During questioning, Downs sat at a desk wearing a T-shirt, and her hair was cut shorter than it had been in a recent prison mug shot.

"I did not shoot my children," she told the board. "I will never say I shot my children. My children are out there somewhere and I love them."

She choked up when talking about Cheryl.

"Cheryl was an awesome kid," she said. "Cheryl was funny, she was lovable, she was cuddly. ... The world has missed out on a lot because of missing Cheryl."
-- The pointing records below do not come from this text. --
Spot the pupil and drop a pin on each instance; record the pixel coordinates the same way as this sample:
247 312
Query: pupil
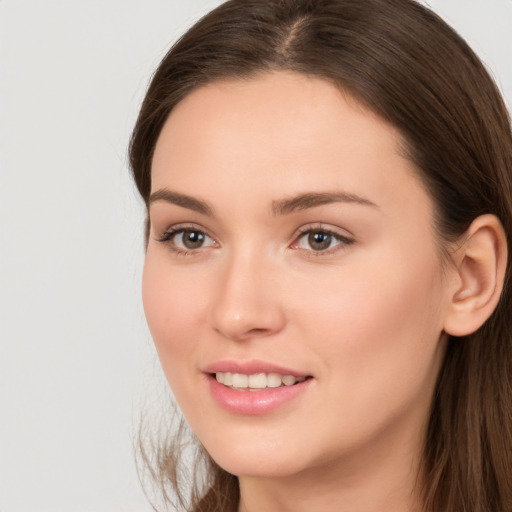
319 240
193 239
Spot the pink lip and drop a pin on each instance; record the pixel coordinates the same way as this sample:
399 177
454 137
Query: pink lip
253 402
250 367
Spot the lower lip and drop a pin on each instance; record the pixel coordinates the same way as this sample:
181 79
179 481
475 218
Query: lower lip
255 402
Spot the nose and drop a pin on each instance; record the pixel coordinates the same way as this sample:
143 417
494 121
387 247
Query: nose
247 301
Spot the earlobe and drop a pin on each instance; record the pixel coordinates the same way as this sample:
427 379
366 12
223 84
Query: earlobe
479 264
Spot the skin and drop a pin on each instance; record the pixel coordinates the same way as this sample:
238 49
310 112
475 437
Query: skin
364 319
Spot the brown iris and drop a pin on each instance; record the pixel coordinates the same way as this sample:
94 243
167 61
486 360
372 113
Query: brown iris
319 240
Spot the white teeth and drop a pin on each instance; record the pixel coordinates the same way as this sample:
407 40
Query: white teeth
289 380
256 380
240 380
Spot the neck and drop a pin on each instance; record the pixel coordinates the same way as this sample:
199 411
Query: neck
382 479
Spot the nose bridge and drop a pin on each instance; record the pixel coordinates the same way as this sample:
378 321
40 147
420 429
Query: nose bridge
246 303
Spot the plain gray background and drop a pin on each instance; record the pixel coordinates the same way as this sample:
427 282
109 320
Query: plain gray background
76 359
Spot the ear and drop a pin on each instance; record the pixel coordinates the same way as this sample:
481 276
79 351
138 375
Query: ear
479 271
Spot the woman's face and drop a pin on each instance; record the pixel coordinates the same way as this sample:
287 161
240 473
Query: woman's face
292 247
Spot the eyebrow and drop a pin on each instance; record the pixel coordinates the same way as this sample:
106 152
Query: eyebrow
281 207
182 200
312 199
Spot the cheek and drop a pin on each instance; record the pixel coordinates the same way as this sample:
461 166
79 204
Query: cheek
381 325
172 305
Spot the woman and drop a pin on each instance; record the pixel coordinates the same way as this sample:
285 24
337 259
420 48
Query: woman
329 199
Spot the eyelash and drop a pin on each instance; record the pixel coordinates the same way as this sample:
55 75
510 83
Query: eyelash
167 238
308 230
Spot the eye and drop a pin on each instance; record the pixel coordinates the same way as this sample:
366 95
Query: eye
320 240
186 239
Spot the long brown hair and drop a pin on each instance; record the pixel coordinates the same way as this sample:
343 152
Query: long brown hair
408 66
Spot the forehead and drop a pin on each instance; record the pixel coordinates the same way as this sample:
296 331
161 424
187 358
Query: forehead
276 133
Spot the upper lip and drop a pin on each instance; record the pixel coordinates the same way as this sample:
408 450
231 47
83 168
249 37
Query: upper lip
250 368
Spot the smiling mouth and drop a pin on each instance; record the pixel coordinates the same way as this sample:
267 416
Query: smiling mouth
256 381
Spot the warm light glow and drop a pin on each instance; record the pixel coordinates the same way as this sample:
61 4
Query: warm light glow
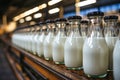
37 15
26 13
16 18
31 11
84 3
11 26
21 21
42 6
55 10
52 2
28 18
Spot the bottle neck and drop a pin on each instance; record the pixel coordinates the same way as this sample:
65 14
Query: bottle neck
61 28
84 30
97 29
74 29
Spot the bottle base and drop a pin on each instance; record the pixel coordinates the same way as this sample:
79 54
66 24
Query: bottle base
74 68
56 62
96 76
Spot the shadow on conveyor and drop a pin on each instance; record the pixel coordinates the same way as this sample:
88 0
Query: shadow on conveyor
6 72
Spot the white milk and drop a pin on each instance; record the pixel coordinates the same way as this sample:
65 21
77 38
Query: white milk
40 45
48 46
34 46
73 52
95 56
111 43
58 49
116 61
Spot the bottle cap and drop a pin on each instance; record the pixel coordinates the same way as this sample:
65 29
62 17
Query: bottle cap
60 20
111 17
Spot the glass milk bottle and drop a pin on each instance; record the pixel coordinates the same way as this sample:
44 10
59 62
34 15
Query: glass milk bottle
116 58
73 45
35 39
49 39
111 35
41 38
84 28
95 50
27 38
59 40
32 32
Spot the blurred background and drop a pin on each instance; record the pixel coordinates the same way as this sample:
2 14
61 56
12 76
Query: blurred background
16 13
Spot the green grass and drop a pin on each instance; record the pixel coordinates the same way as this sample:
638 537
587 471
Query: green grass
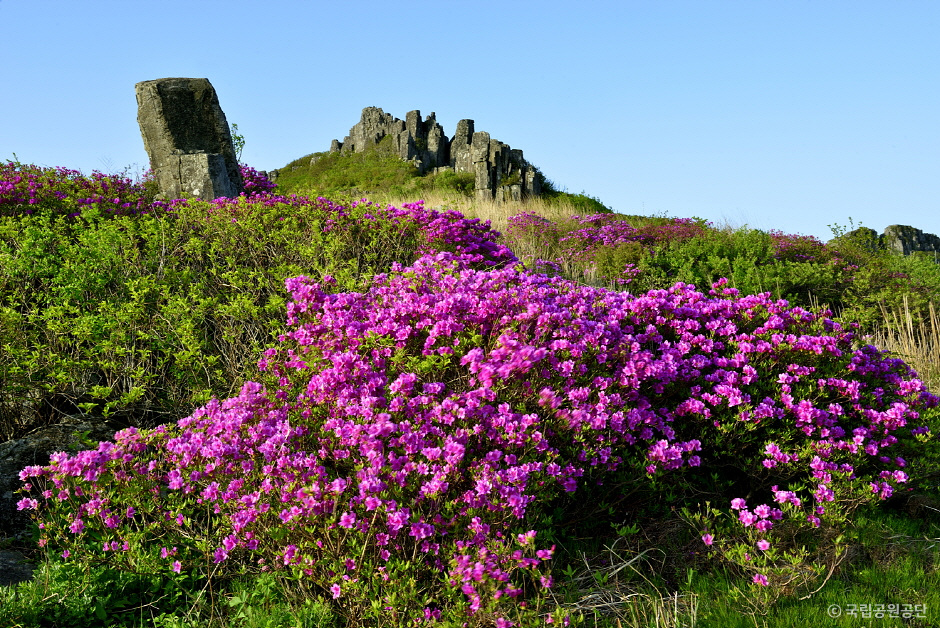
378 174
226 282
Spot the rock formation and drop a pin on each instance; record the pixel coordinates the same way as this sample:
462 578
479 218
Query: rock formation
501 173
187 138
906 240
900 239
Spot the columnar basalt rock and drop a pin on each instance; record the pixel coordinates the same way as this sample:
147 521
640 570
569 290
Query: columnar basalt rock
187 138
906 240
501 173
900 239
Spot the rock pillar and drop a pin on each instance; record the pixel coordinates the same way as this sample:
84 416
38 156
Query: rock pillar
187 138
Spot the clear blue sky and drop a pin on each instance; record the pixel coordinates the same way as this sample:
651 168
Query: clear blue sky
779 114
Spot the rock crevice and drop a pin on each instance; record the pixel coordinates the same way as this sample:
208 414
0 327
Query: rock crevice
500 172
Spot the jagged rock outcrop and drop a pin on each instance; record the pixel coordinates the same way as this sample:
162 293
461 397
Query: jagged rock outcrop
187 138
901 239
70 434
906 240
500 172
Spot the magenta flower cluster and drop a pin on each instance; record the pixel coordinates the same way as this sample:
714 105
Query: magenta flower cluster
26 189
429 419
596 231
799 248
256 182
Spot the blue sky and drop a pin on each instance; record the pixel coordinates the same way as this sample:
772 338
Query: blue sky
777 114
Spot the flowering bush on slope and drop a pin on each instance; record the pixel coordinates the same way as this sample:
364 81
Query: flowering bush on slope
401 440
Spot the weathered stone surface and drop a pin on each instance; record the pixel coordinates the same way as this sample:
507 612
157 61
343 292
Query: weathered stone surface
900 239
906 240
500 172
187 138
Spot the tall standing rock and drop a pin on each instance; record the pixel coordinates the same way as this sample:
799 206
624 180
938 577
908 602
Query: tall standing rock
187 138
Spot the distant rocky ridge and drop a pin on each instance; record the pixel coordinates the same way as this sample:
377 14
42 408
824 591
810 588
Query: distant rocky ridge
900 239
500 172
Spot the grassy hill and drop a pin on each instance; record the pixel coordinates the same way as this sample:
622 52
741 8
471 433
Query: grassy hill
379 175
451 424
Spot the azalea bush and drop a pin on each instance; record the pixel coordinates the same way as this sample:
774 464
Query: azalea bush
142 311
411 451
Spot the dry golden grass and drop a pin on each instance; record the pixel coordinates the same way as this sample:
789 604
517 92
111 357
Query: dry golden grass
918 344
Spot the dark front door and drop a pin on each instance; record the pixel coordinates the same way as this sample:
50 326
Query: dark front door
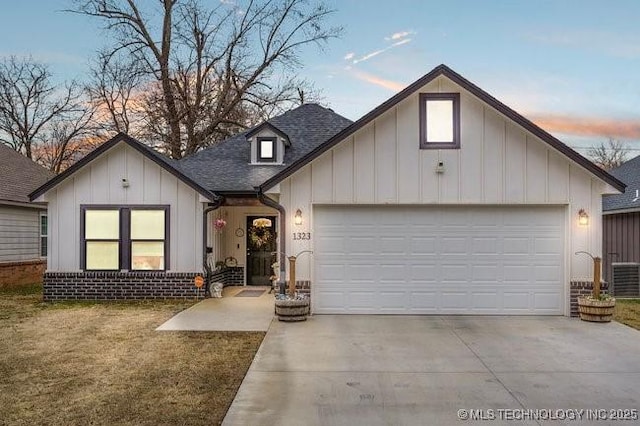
261 243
Downs reiterated a story about having a boyfriend who claimed to be in the FBI and said she was on her way to meet someone who had photographs for him.

She said she is not sure if the man who attacked her family was the man she was supposed to meet or a stranger who flagged her down.

"I have no understanding of why anyone would want to do this," she said.

Downs will next be eligible for parole in 2011. If she is ever granted parole, her release will be delayed 14 months as she serves time for the 1987 escape.